Impact of PNPLA3 and IFNL3 polymorphisms on hepatic steatosis in Asian patients with chronic hepatitis C.

作者信息

Huang Chao-Min, Chang Kuo-Chin, Hung Chao-Hung, Chiu King-Wah, Lu Sheng-Nan, Wang Jing-Houng, Chen Chien-Hung, Kee Kwong-Ming, Kuo Yuan-Hung, Tsai Ming-Chao, Tseng Po-Lin, Lin Ming-Tsung, Wu Cheng-Kun, Hu Tsung-Hui, Cho Chung-Lung, Yen Yi-Hao

机构信息

Department of Biological Sciences, National Sun Yat-sen University, Kaohsiung, Taiwan.
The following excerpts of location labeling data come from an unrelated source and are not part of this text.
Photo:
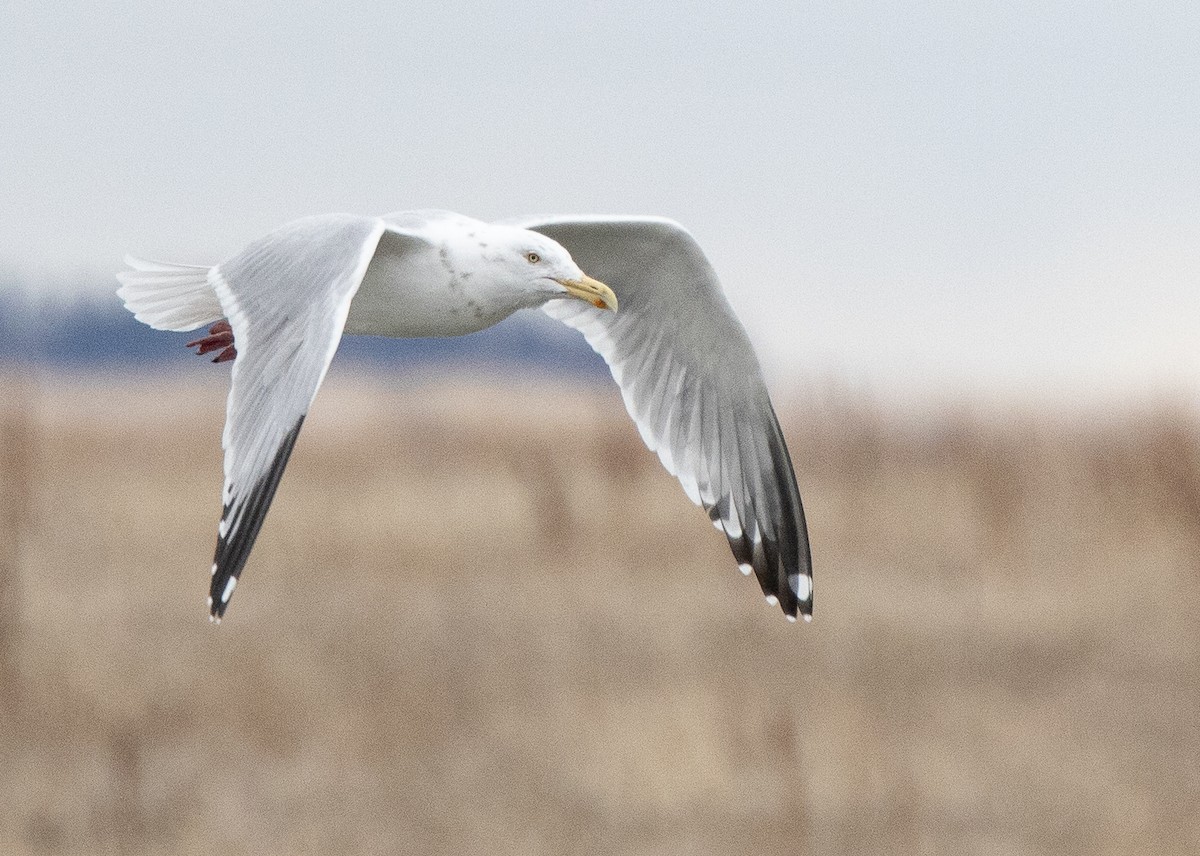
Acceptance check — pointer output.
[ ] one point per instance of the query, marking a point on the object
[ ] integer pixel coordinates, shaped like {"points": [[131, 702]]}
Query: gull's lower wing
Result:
{"points": [[693, 384], [287, 297]]}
Division of Hepato-Gastroenterology, Department of Internal Medicine, Kaohsiung Chang Gung Memorial Hospital and Chang Gung University College of Medicine, Kaohsiung, Taiwan.

出版信息

PLoS One. 2017 Aug 10;12(8):e0182204. doi: 10.1371/journal.pone.0182204. eCollection 2017.
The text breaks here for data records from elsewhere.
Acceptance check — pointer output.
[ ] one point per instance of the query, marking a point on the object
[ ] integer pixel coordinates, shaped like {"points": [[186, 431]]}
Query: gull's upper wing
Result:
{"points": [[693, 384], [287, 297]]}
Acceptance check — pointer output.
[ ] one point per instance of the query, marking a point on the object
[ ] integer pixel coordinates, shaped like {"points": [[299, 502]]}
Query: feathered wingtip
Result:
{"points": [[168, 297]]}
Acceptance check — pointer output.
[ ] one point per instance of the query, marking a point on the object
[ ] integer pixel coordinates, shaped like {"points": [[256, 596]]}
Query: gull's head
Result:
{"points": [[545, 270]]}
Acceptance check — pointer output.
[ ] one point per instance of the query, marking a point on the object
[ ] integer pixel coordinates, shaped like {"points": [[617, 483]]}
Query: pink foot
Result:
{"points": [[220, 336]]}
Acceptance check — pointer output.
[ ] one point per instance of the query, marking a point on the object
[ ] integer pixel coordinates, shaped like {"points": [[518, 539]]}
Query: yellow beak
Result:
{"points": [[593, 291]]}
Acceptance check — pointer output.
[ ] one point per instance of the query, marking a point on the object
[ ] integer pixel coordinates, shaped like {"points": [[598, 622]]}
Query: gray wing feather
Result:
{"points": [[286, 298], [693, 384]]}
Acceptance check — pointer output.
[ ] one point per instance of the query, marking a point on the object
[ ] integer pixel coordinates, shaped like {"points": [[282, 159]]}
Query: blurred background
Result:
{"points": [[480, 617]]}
DOI:10.1371/journal.pone.0182204
PMID:28797039
原文链接:https://pmc.ncbi.nlm.nih.gov/articles/PMC5552214/
Abstract

BACKGROUND AND AIMS

A recent meta-analysis revealed that the genotype PNPLA3 rs738409 GG is associated with a higher risk of hepatic steatosis (HS) in Caucasian patients with chronic hepatitis C (CHC). However, controversial results were found regarding Asian populations. Furthermore, previous studies have shown a negative association between interferon lambda 3 (IFNL3) rs12979860 CC and HS in Caucasian CHC patients, but there have been no reports indicating any such association in Asian populations. In this study, then, we investigated the association of PNPLA3 and IFNL3 polymorphisms with HS in Asian CHC patients.

METHODS

We enrolled consecutive CHC patients who underwent liver biopsy prior to antiviral therapy. We excluded those patients with decompensated liver disease, any co-existing chronic liver disease, or HIV or HBV co-infection.

RESULTS

1080 CHC patients were enrolled, and HS was found in 453 (41.9%) patients. The frequency distribution of the G allele was significantly associated with HS (P<0.001), and this conferred a higher risk to G allele homozygotes (OR: 2.06, 95% CI: 1.46-2.88, P <0.001) than to G allele carriers (OR: 1.98, 95% CI: 1.52-2.58, P<0.001). There was a borderline significant difference in the prevalence of HS in rs12979860 CC versus non-CC (40.8% versus 49.3%, P = 0.059). After adjustment for age, sex, body mass index, diabetes, and excessive alcohol intake, the rs738409 G allele homozygote carriers still carried a higher risk for HS (OR: 1.93, 95% CI: 1.35-2.77, P = 0.003).

CONCLUSION

The PNPLA3 rs738409 GG genotype is positively associated with HS, while the IFNL3 rs 12979860 CC genotype may be negatively associated with HS, in Asian CHC patients.

摘要

背景与目的

最近一项荟萃分析显示,在患有慢性丙型肝炎(CHC)的白种人患者中,PNPLA3基因rs738409位点的GG基因型与肝脂肪变性(HS)风险较高相关。然而,在亚洲人群中发现了相互矛盾的结果。此外,先前的研究表明,在白种人CHC患者中,干扰素λ3(IFNL3)基因rs12979860位点的CC基因型与HS呈负相关,但尚无报告表明在亚洲人群中存在此类关联。因此,在本研究中,我们调查了亚洲CHC患者中PNPLA3和IFNL3基因多态性与HS的关联。

方法

我们纳入了在接受抗病毒治疗前接受肝活检的连续性CHC患者。我们排除了那些患有失代偿性肝病、任何并存的慢性肝病或合并HIV或HBV感染的患者。

结果

共纳入1080例CHC患者,其中453例(41.9%)患者存在HS。G等位基因的频率分布与HS显著相关(P<0.001),与G等位基因携带者相比,G等位基因纯合子发生HS的风险更高(OR:2.06,95%CI:1.46-2.88,P<0.001)(OR:1.98,95%CI:1.52-2.58,P<0.001)。rs12979860位点CC基因型与非CC基因型的HS患病率存在临界显著差异(40.8%对49.3%,P = 0.059)。在调整年龄、性别、体重指数、糖尿病和过量饮酒因素后,rs738409位点G等位基因纯合子携带者发生HS的风险仍然较高(OR:1.93,95%CI:1.35-2.77,P = 0.003)。

结论

在亚洲CHC患者中,PNPLA3基因rs738409位点的GG基因型与HS呈正相关,而IFNL3基因rs12979860位点的CC基因型可能与HS呈负相关。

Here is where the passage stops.